Die Demokratie muss wehrhaft sein
Die Terrorangriffe in Paris und die unbeschreiblichen Attacken skrupelloser, religiös verblendeter Verbrecher auf die Menschlichkeit, nicht nur in unserer Nähe, verfehlen ihre Wirkung auf uns nicht. Die Menschen besinnen sich auf das, was unsere freiheitliche Gesellschaft inmitten ihrer Vielfältigkeit und Gegensätzlichkeit lebens- sowie liebenswert und deswegen friedlich macht: unsere Bürgerrechte und Grundfreiheiten, die in Deutschland im Grundgesetz verbrieft sind. Brutale Kräfte stellen im Namen des Islam diese nicht nur in Frage. Diejenigen, die sie mit Leben füllen, werden mit dem Tod bedroht oder gar getötet. Das beleidigt nach Auffassung so gut wie aller Muslime nicht nur den Propheten Mohammed und ihre Religion, sondern ist zeitgleich Verrat an den Werten des Islam selbst.
Im Fokus steht nach den Morden in der Redaktion des „Charlie Hebdo“ die Meinungs- und Pressefreiheit, die – wie es die Bundeskanzlerin in ihrer wichtigen Regierungserklärung Mitte Januar sehr deutlich gemacht hat – neben der Unantastbarkeit der Würde des Menschen in Artikel 1 des Grundgesetzes zu den „größten Schätzen“ unserer Gesellschaft gehört.

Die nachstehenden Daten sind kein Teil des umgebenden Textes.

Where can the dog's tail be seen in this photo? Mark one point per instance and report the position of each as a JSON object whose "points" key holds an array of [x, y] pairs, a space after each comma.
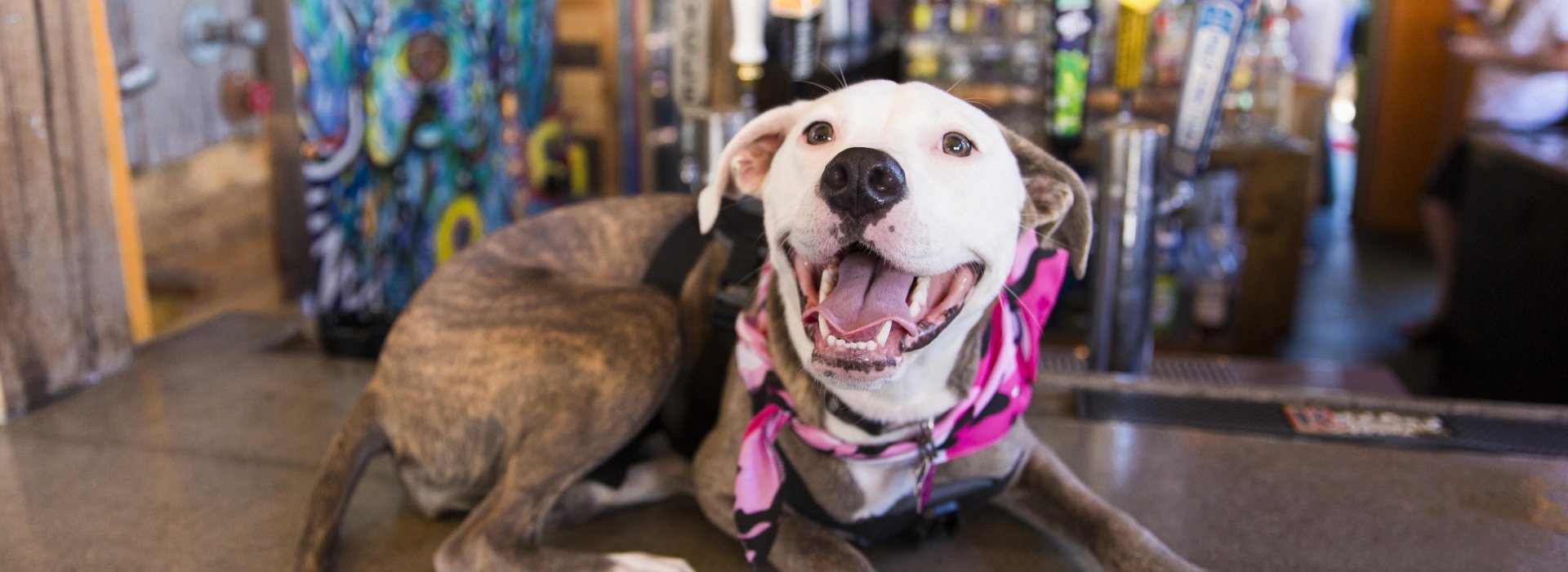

Das Recht auf freie Meinungsäußerung berührt uns im BundeswehrVerband dreifach: Als Bürger genießen wir es und als Interessenvertreter brauchen wir es. Meinungsfreiheit ist nicht nur Eckpfeiler der Inneren Führung in der Bundeswehr, sondern auch, neben Artikel 9 des Grundgesetzes, der die Koalitionsfreiheit festschreibt, Existenzgrundlage einer Organisation wie dem Deutschen BundeswehrVerband als Interessenvertretung aller Menschen der Bundeswehr. Drittens haben wir Soldatinnen und Soldaten geschworen, „das Recht und die Freiheit des Deutschen Volkes tapfer zu verteidigen“. Damit gehören wir zu denjenigen, die ihr Leben zu geben bereit sind, um jeden gewalttätigen Angriff von außen auf diese Werte abzuwehren. Wir haben ein besonderes Verhältnis zu diesen Werten und auch aus diesem Grund ist die Verbundenheit mit den Polizisten, die ihr Leben verloren, als sie sich den Terroristen in Paris entgegenstellten, groß.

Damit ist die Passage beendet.